The unvaccinated teachers said they should be given an option to regularly test rather than forced to get the shot and they accused the city of failing to explain why that alternative was not made available.

"As the number of unvaccinated is small compared to that of the vaccinated, there is no basis to mandate vaccines in lieu of weekly testing," the petition said.

"I do not believe that this is just about a vaccine, I do not believe this is just about our health, this is about medical freedom, this is about totalitarianism," Maniscalco said.

However, Mayor Bill de Blasio, most public health experts and even most teachers say that's not the case.

As of earlier this week, 87% of Department of Education employees were on board -- including 91% of teachers and 97% of principals.

"There is a broad understanding, among teachers, among staff, it's time to get vaccinated," de Blasio said. "And if you haven't, there was an arbitration for God's sakes, everyone understands what happens if you are not vaccinated in time what the penalties are. I don't expect a lot of people want to experience those penalties."

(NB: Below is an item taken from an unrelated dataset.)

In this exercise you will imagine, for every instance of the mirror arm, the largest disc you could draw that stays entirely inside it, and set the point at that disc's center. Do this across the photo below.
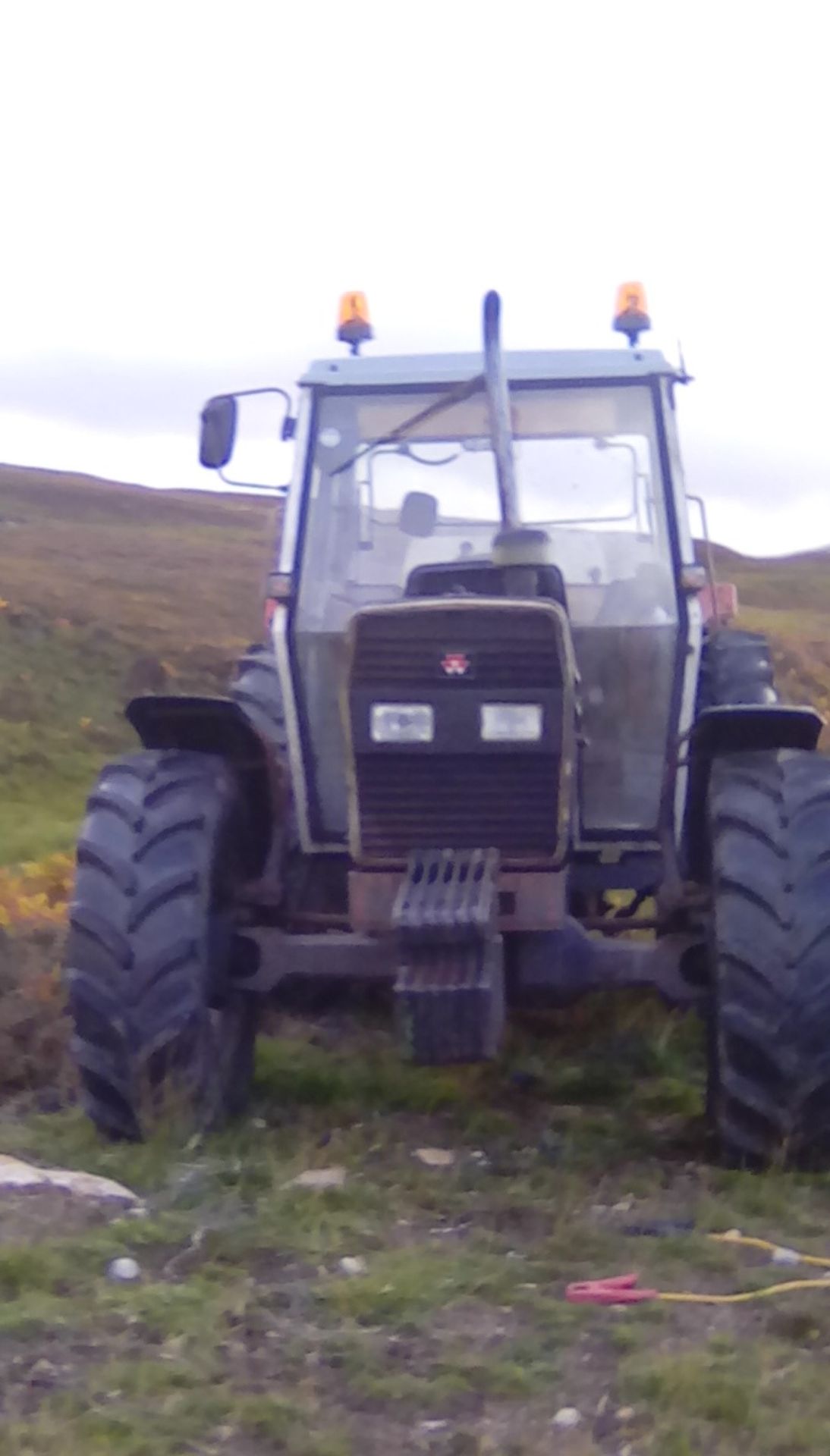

The mayor has also resisted calls from parents and vaccinated teachers who worry firing the unvaccinated will lead to understaffed and overcrowded classrooms.

De Blasio insists there are enough subs to shoulder the weight.

Maniscalco declined a request for an interview on Thursday night - and her three fellow Supreme Court petitioners never got back to us.

If the court fails to take up their case - or rules against them - the city's mandate will take effect, meaning unvaccinated school employees will be out of work Friday at 5 p.m.